Billion-dollar boon forecast for state budget

INDIANAPOLIS — Lawmakers received news Monday that they will have more money to spend in the next two-year budget cycle – a lot more money.

But fiscal leaders still seemed cautious.

“This is a forecast, not a guarantee,” said Sen. Luke Kenley, R-Noblesville. “I’m a little skeptical.”

He said it points to a growing economy but he also doesn’t want to promise too much to Hoosiers and then have to pull back if the economy falters again because of federal inaction.

“It’s a whole lot easier to hope for the best and expect the worst,” Kenley said.

The revenue forecast predicts 2.2 percent growth in tax collections for fiscal year 2014 and 2.9 percent growth for fiscal year 2015.

That translates into an additional $1.28 billion to spend in the new budget, according to the new revenue forecast.

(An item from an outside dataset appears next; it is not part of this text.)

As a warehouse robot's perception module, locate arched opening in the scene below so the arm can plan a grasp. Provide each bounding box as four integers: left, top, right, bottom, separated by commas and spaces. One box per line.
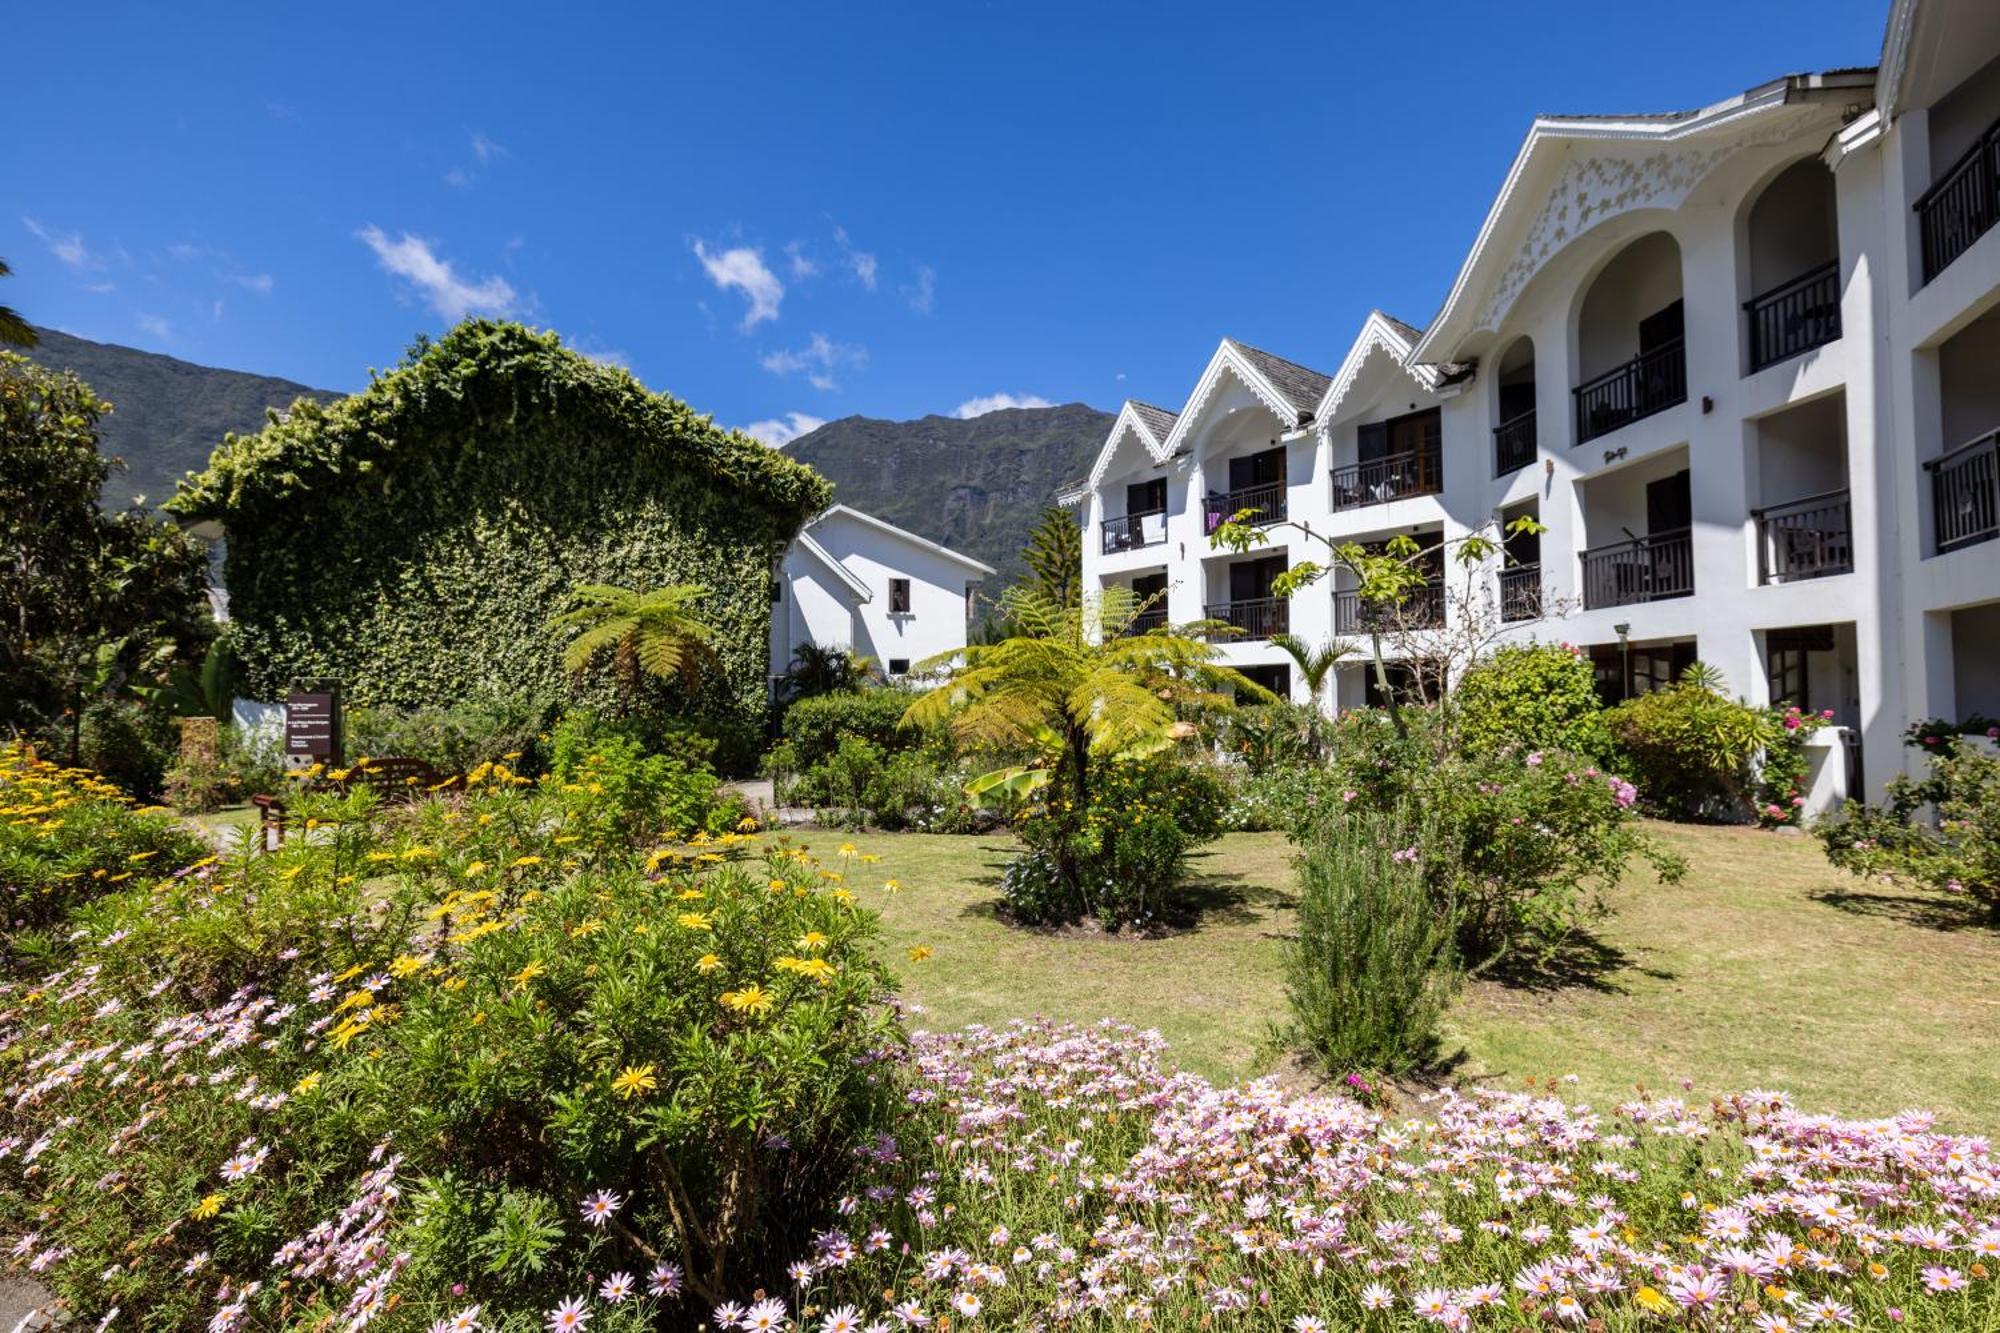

And the state has a projected $362 million structural surplus this year, meaning it didn’t spend all the revenue possible in the current budget.

But there are already competing needs for the dollars – including increased obligations for Medicaid and a push to boost K-12 school support.

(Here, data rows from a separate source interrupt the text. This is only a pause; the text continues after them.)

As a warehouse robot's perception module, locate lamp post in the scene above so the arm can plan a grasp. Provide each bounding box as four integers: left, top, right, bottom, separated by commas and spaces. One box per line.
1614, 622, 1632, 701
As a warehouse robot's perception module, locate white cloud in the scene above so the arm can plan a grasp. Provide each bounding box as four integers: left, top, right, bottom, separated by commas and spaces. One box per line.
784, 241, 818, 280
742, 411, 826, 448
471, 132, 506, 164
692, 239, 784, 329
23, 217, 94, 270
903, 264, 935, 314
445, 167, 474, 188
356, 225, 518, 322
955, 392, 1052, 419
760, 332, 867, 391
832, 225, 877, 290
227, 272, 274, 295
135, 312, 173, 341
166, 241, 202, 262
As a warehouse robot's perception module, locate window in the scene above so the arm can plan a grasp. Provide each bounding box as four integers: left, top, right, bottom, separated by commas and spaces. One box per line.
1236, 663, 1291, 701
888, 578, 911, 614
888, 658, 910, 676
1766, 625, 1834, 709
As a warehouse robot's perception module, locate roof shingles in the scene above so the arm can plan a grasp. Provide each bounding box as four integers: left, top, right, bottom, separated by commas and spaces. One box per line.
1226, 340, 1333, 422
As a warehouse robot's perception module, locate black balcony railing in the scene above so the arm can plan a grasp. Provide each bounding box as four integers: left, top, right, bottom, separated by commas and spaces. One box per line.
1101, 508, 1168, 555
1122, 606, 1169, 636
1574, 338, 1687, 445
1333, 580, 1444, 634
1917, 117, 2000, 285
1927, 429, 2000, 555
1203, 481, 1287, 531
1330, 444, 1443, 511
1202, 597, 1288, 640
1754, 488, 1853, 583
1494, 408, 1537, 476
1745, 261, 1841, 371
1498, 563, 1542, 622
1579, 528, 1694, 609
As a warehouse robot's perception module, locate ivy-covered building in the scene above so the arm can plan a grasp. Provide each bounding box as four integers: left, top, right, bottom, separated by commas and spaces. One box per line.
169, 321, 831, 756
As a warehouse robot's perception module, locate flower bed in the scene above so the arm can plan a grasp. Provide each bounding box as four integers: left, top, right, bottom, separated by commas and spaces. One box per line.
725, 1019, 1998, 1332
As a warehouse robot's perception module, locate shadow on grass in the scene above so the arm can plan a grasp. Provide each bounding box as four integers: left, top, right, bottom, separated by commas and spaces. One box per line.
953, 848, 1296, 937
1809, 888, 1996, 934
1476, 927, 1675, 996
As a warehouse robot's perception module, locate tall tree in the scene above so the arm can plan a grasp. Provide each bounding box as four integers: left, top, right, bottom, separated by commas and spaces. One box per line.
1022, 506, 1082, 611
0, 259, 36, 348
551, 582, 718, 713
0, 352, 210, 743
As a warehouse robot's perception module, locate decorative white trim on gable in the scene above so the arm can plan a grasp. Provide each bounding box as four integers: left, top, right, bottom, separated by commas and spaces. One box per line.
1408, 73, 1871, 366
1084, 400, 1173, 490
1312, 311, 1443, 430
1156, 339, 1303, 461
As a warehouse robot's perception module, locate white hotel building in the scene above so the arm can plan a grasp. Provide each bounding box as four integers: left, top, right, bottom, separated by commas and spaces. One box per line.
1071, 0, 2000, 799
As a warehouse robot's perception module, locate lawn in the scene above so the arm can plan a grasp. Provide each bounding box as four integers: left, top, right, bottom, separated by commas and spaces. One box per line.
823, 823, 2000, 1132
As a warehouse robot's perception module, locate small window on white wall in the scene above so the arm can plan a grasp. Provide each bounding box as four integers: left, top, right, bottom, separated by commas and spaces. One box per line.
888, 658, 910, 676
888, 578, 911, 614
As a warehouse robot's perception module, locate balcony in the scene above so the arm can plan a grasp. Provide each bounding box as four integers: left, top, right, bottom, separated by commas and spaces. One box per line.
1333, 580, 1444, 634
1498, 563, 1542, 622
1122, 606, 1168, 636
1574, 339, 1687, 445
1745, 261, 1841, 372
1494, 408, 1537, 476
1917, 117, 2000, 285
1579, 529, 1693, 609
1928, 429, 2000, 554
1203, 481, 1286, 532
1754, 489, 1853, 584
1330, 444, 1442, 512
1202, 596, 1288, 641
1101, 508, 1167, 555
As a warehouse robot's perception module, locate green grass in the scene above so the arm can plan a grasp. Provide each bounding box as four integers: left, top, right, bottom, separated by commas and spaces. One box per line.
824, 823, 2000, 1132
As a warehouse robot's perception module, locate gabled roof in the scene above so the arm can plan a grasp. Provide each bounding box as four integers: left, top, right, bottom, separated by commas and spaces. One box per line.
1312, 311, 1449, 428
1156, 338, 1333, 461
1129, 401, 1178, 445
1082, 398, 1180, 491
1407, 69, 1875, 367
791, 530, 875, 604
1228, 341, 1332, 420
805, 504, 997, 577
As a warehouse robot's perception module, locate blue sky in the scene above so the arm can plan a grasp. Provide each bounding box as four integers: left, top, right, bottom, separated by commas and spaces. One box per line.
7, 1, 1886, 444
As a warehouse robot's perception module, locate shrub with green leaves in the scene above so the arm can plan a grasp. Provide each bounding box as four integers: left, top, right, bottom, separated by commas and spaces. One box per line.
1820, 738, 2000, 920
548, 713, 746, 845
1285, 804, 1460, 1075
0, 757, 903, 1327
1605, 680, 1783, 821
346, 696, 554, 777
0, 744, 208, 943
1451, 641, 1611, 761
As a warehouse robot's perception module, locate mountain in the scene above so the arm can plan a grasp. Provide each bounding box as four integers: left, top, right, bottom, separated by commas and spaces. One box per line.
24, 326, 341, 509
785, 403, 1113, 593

Gov.-elect Mike Pence also is seeking a state income tax cut that could cost up to $500 million a year in revenue when fully implemented.

House Ways and Means Chairman Tim Brown, R-Crawfordsville, said no decisions have been made about the proposed tax cut.

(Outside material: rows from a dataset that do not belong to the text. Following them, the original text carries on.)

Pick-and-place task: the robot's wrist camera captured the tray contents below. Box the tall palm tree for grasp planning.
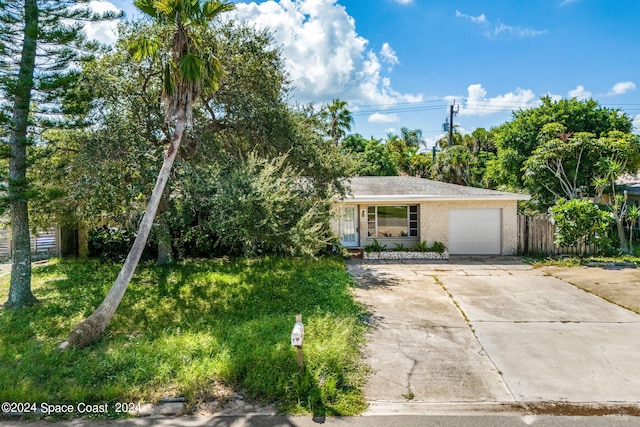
[321,98,353,145]
[432,145,472,186]
[400,127,422,149]
[61,0,234,349]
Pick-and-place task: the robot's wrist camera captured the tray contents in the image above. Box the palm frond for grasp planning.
[127,35,162,61]
[203,1,235,19]
[132,0,233,122]
[178,53,204,82]
[153,0,178,18]
[133,0,161,19]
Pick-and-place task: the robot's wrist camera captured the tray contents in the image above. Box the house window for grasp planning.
[367,205,418,238]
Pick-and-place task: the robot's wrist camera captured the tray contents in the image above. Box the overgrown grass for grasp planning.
[0,257,369,417]
[524,249,640,267]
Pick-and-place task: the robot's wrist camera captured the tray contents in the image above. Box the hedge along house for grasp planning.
[334,176,530,255]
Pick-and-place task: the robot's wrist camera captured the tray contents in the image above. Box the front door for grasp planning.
[340,206,359,247]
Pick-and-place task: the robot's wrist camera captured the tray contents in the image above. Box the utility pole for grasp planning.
[447,100,459,147]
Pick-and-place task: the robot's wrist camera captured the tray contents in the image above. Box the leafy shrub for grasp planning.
[413,241,446,253]
[413,241,429,252]
[177,153,334,257]
[88,226,135,262]
[550,198,612,254]
[319,237,352,258]
[364,239,386,254]
[88,225,156,262]
[393,243,408,251]
[431,241,446,253]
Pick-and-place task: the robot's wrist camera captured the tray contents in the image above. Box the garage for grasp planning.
[334,177,529,254]
[448,208,502,255]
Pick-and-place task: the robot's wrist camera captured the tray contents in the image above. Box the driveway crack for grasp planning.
[432,274,517,401]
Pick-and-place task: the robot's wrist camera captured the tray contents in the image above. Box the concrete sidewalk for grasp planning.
[348,257,640,414]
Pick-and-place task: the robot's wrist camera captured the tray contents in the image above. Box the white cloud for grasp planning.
[455,10,487,24]
[393,0,413,4]
[633,114,640,132]
[233,0,421,106]
[380,43,399,67]
[368,113,398,124]
[449,84,539,117]
[492,23,547,38]
[456,10,546,39]
[568,85,592,100]
[608,81,636,96]
[82,1,121,45]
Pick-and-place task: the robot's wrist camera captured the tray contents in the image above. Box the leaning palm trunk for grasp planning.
[60,113,186,350]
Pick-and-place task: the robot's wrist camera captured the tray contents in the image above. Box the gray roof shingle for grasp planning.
[340,176,530,202]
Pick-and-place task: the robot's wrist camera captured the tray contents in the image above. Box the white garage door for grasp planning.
[448,209,501,255]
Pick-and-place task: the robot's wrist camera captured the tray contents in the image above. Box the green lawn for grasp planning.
[0,257,369,417]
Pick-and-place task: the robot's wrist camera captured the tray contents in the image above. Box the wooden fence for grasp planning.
[517,215,596,256]
[0,228,61,260]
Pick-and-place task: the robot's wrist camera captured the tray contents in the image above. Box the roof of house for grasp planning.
[339,176,531,203]
[617,173,640,195]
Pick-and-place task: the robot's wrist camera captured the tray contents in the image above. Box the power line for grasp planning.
[351,102,640,117]
[352,105,448,116]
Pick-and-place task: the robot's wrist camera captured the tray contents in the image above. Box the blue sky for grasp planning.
[90,0,640,147]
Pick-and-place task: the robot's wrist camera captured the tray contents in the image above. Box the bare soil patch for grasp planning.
[541,266,640,314]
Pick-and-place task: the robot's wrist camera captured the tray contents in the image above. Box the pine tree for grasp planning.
[0,0,120,308]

“We’ll have to see how the numbers work out,” he said. “I’m still very concerned about how tight things are.”

Pence assumed 2.5 percent growth each year to make his plan work, and the projections were nearly that. A final forecast in April will weigh heavily on budget talks.

“Today’s revenue forecast is welcome news for Hoosiers struggling in this economy as it projects steady growth and lower unemployment over the next two years,” Pence said in a statement.

“This revenue forecast is also consistent with the growth we projected this summer and will allow us to recommend a budget that lives within our means, maintains reserves, funds our priorities and provides tax relief for every Hoosier.”

Pence said he will use the forecast to complete a recommended budget to submit to lawmakers in January.

While Pence’s projected revenue growth was generally on target, he also assumed only 1.5 percent growth in the state budget.

Kenley wouldn’t say whether that’s feasible but acknowledged the pent-up demand for spending in some agencies and in education after years of cuts.

“We can make it be 1.5 percent. We can make it be zero if we want,” he said. “The question will be will that reflect the priorities we have and the investments we want to make and where we want the money to go.”

Based on appropriations for the current budget, a 1.5 percent increase would provide about $425 million in new spending.

Medicaid growth alone could eat up $265 million of that in the new budget, according to new projections. Medicaid is a joint federal-state program providing health care for the poor.

State support for the joint program would need to rise from $1.882 billion to nearly $2.1 billion, the new data showed.

Some increase is expected every year. The forecast anticipates additional growth because of 92,000 Hoosiers enrolling who are already eligible but not on the program.

This is based on an assumption that some might lose the coverage they have or be forced on by the federal individual mandate to have insurance.

The forecast does not expand Medicaid services or eligibility.

Kenley said he isn’t sure he trusts that the federal government will keep paying its share – “particularly when they are dead broke.”

Brown also said education will be the top priority. A 1 percent increase in funding for Indiana schools costs the state about $65 million.